When two charged objects come into contact, their charges redistribute to achieve equilibrium. This means the total charge is shared equally between the objects.
In our exercise, two identical spheres are involved: one with a charge of -9 microcoulombs (\(-9 \mu C\)), and the other with a charge of 5 microcoulombs (\(5 \mu C\)).
When they touch, the total charge on both is calculated by simply adding their charges:

• Total Charge = \(-9 \mu C + 5 \mu C = -4 \mu C\)

Given the spheres are identical, this total charge of \(-4 \mu C\) distributes equally. Each sphere ends up with half of the total charge:

• Charge on each sphere = \(\frac{-4 \mu C}{2} = -2 \mu C\)

Charge redistribution is a fundamental concept, illustrating how charges move to balance themselves across connected objects.

The elementary charge is the smallest stable unit of electric charge and is denoted by \(e\). It has a value of \(1.6 \times 10^{-19}\) coulombs.
This constant is crucial when converting between measurable electric charge and the number of electrons involved. Since electrons carry a negative charge, their effect is usually discussed in terms of excess or deficit of the elementary charge.
Knowing the elementary charge allows us to calculate the number of electrons for a given charge on an object.
In this case:

• Each sphere has a charge of \(-2 \mu C\)
• We use the formula \( n = \frac{Q}{e} \) to find the equivalent number of electrons \(n\).
• \( Q = -2 \times 10^{-6}\) C
• Therefore, \(n = \frac{-2 \times 10^{-6}}{1.6 \times 10^{-19}}\)

This calculation shows us the significance of the elementary charge in quantifying an object's charge at the atomic level.

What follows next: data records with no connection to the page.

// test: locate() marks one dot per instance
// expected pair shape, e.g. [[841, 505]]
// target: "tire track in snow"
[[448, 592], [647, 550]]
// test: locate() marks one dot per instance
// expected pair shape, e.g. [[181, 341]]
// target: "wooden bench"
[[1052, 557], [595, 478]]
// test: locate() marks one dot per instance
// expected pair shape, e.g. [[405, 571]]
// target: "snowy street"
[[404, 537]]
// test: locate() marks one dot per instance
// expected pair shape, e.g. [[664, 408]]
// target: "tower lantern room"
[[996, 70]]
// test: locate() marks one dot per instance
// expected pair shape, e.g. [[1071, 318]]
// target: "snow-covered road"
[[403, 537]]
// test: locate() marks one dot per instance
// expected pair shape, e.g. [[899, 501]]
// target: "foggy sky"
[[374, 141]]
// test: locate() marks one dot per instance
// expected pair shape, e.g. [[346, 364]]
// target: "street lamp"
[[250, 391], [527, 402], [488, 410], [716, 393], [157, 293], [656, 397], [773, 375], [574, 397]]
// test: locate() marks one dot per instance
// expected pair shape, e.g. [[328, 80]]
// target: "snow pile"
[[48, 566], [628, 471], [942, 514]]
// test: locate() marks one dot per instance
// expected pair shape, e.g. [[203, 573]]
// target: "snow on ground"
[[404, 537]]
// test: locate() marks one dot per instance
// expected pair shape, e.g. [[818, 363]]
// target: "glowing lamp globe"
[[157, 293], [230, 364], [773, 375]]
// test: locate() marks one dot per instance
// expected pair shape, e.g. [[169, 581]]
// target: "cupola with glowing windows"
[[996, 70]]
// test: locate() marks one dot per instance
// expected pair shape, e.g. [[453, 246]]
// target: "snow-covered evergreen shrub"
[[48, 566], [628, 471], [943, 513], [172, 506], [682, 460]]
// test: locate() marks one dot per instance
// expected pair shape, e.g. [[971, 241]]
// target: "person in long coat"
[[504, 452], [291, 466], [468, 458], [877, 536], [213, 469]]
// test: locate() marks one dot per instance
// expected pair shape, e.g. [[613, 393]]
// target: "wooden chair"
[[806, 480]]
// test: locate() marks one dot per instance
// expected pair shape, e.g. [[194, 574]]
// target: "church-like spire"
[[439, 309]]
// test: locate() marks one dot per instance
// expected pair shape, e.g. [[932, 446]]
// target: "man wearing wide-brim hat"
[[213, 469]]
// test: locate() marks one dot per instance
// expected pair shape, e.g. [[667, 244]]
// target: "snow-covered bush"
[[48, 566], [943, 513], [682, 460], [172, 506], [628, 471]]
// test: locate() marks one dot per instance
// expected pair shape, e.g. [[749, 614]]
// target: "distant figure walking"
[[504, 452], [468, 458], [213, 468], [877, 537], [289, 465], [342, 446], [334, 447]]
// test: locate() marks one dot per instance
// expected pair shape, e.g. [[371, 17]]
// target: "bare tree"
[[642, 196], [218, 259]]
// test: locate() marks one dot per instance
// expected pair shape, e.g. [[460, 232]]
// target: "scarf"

Electrons, as negatively charged particles, add or subtract from objects to adjust their net charge.
If an object has excess electrons, it is negatively charged, whereas a deficit means it has fewer electrons than positive charges and is positively charged.
For the identical spheres, after redistribution:

• Each has a charge of \(-2 \mu C\)
• This negative charge indicates an excess of electrons.
• Using the calculation: \(n = \frac{-2 \times 10^{-6}}{1.6 \times 10^{-19}}\)

The result is \(-1.25 \times 10^{13}\) electrons, showing that \(1.25 \times 10^{13}\) extra electrons are present.
This example reinforces how electric charge and the concept of electron transfer explains excess or deficit conditions, adjusting the net charge on an object correspondingly.